Community paramedicine, and what EMS can do differently than just responding to emergencies and taking people to the hospital. EMS has the potential to play a big role here, because we’re already out in the community.
Frequent users is another one. We’re working with Dr. Jim Dunford in San Diego on the Beacon Project. They have identified a group of people who are ‘super users’ of EMS. Many of those people have underlying health, social or addiction issues that the system is not handling well; the goal is to work with frequent users and get down to what these people really need.
Our role is creating triggers in FirstWatch to identify them and their responses. We alert the Beacon team, which includes the University of California San Diego, San Diego Medical Services and the county, that one of their case-managed people has been picked up and taken to the hospital so that a case worker can respond quickly.
We keeping hearing about the need for data. What are EMS leaders doing with all that data? What do they want to do with it but can’t ?
The issue is there is more and more data, coupled with less time to deal with it. I think the missing piece is how to make the data useful and really easy to work with so that people can figure out where the problems are in a timely manner.
Let’s say I have a problem in my system because medics are starting to overuse one hospital. If I don’t find out about it for a few months, I’ve got a system habit that can be hard to break. If I can find out about it right away, we can act on it quickly and fix it before I have to retrain 100 people.
What are the most common mistakes that people make with data?
The most common mistake is probably not looking at the big picture. Here’s an example: Let’s say I’m looking at response times. I see a call where paramedics are late because they got lost. I’d ask them, ‘What happened?’ I’m approaching it from the standpoint of, Here’s a problem and you should fix it.
But what if I knew the context, and when I looked at that paramedic unit I could see they only get lost 1 percent of the time, while others are averaging 5 percent? I may say, ‘You’re already rocking it, so I’m not going to go beat you up about that one call.’ Instead I should be looking for the paramedics who are getting lost 10 percent of the time and get them into a map-reading or navigation course.
As the president of a small company, how would you describe your leadership philosophy?
A non-EMS person told me a long time ago that your employees treat your customers the way you treat your employees. I’m a big believer in that.
You have to hire the right people, of course. But if you trust your employees, if you treat them well and are fair and transparent, and if they know you have their best interests at heart within the parameters of running a business, then your employees are going to be more likely to treat their patients or customers that way.
What would you say to a paramedic just entering this profession?
I have to go back to my beginning, when I was lucky enough to work for MAST. Some paramedics and EMTs love emergency calls and hate the rest of the calls, such as taking people to dialysis or taking grandma home. I was lucky to work with people who taught me that EMS is about more than the emergency calls. We were taking care of people.

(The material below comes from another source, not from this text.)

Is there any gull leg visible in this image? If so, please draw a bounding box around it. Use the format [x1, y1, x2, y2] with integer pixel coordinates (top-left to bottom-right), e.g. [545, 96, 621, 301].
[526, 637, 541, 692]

I would pick up these little old people to take them from their house to the hospital. I had a couple of them who wanted us to turn the stretcher around so they could see their house one last time because they didn’t know if they were coming back. Or they would stop to hug their spouse of 50 or 60 years, because they knew they might not see them again. Those aren’t emergency calls, but they’re one of the most momentous events of these people’s lives.
During those calls, there wasn’t a lot of serious critical emergency stuff to do, so you would end up talking. I was going through a divorce at the time, and I got more unsolicited useful personal advice than you can imagine. I’d say, ‘How long have you been married? Oh, 62 years? How’d you do it?’ You’re talking, you’re taking their mind off their issues, you’re helping that person feel cared for, respected and listened to, maybe for the last time in their life.
If people say my kid wants to be an EMT or paramedic, I say this is a great industry. The life skills you learn are huge.